Erbil-Ankara ittifakının güçlenmiş olması da göstermiştir ki, bölgesel denklem PKK’nın aleyhine gelişmektedir.
İşte tam da bu yüzden, İmralı görüşmelerinin ana fikrini oluşturan ‘silahların bırakılması’, Türkiye için olduğu kadar PKK için de elzem hale gelmiştir. Görüşmelerin sağlıklı yürüyebilmesi için de, öncelikle PKK’nın silahlı unsurlarını ülke dışına çıkarma kararı alması şarttır.
Kabul edelim ki, silahlı güçler ülke içinde kalmaya devam ettikçe, şehit ve çatışma haberleri siyasal gündemi esir aldıkça, PKK’nın nihai silahsızlanma için ihtiyaç duyduğu güvencelerin sağlanması mümkün değildir.
İktidarın seçim sonuçlarıyla belirlendiği demokratik rejimlerde, hiçbir siyasi iktidar toplumun gönül rızası hilafına bir adım atamaz. Dolayısıyla, kamuoyunun çözüm sürecini desteklemesi için, ‘çatışmasızlık’ halinin tahkim edilmesi şarttır. Bunun tek yolu da, PKK’nın silahlı unsurlarını sınır dışına çıkarmasıdır.

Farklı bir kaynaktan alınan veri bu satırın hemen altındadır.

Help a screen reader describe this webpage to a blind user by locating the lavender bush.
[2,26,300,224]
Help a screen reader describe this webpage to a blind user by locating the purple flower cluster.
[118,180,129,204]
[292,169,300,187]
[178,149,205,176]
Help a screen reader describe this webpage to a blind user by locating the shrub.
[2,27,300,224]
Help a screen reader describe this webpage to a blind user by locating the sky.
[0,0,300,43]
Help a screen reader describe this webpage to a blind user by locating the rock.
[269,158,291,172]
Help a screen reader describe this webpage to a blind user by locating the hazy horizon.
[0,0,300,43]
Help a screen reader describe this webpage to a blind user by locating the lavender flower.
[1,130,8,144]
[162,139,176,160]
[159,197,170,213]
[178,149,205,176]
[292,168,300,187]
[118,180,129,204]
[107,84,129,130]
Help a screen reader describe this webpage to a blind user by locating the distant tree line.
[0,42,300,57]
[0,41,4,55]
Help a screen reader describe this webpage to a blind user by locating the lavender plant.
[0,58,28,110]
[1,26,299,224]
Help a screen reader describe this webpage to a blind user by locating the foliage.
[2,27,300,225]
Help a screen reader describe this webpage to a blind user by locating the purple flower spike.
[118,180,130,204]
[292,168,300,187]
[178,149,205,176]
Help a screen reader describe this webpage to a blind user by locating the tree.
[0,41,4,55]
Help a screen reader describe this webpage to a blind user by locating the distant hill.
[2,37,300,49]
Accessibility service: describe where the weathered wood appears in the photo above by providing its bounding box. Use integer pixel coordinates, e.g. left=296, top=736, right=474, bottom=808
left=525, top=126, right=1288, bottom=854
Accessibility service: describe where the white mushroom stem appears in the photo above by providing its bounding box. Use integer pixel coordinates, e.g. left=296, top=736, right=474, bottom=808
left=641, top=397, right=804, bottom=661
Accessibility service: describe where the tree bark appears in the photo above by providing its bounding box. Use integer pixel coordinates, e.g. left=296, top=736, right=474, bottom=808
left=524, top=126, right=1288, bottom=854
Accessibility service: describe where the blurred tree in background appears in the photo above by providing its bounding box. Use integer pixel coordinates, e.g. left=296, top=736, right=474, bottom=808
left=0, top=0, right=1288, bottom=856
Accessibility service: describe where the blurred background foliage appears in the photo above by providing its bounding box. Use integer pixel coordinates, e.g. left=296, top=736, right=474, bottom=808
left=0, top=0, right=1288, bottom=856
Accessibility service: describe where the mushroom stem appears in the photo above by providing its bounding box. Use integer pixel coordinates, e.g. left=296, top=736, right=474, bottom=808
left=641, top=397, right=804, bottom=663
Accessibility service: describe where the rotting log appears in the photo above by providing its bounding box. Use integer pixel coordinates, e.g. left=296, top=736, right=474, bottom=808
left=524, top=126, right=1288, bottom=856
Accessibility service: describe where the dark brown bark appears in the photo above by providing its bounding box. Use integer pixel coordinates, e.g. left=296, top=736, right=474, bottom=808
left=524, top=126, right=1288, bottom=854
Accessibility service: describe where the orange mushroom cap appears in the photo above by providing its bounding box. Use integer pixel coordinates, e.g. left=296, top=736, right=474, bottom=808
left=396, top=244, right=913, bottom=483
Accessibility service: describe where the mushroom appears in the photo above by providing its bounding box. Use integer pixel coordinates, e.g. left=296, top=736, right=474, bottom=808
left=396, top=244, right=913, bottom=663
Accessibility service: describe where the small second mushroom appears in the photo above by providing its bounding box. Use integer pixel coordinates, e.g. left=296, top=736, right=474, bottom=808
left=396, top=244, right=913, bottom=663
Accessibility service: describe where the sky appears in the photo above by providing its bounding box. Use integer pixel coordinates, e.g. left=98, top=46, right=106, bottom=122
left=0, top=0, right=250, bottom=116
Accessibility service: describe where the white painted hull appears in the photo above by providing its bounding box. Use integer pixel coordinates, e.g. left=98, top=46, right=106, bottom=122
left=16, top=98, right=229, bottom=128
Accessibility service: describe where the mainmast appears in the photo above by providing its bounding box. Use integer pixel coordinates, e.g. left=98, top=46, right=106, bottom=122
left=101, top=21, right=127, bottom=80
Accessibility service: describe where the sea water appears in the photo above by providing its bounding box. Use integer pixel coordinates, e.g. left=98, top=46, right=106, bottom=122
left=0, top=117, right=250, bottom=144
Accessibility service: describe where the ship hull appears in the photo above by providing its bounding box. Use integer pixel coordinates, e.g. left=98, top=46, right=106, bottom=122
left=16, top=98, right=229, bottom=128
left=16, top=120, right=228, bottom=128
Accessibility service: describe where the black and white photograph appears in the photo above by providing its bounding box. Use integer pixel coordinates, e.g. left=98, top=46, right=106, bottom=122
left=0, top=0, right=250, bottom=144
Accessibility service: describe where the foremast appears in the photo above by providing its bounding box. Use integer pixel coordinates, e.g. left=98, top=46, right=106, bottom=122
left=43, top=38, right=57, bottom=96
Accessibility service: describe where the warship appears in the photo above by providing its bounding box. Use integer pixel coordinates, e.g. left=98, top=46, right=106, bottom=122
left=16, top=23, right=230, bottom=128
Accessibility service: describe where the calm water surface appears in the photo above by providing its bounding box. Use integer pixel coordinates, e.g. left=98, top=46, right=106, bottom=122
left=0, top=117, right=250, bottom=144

İmralı görüşmelerinin şu aşamadaki görüntüsü, Öcalan’ın ‘çözüm süreci’ konusunda ikna olduğu yönündedir. Ancak, PKK ve BDP cephesi pek ikna olmuş görünmüyor. Yani, PKK’nın içinde de BDP’nin içinde de ‘çözüm’ istemeyen unsurlar var. Dolayısıyla, sürecin bundan sonra kesintiye uğramadan yürüyebilmesi için, Öcalan’ın PKK ve BDP’yi ikna etmesi gerekiyor.
Hemen belirtelim, Selahattin Demirtaş ve diğer Kürt aktörlerin yaptığı “Devlet operasyonları durdurmalı, durmazsa bu süreç başlamaz” şeklindeki aykırı açıklamalar, son derece kırılgan olan süreci zedeleyebilir. Bir kere, terör örgütünün elinde silah olduğu sürece devlet de terörle mücadeleye devam edecek. Çünkü, bu sürecin bir ayağı güvenlik politikalarıdır.
Unutmayalım ki, bu sürecin asla pembe hayallere tahammülü yoktur. Eli silahlı unsurlar dağda varolduğu sürece, yani eylem yaptığı sürece terörle mücadele de devam edecektir.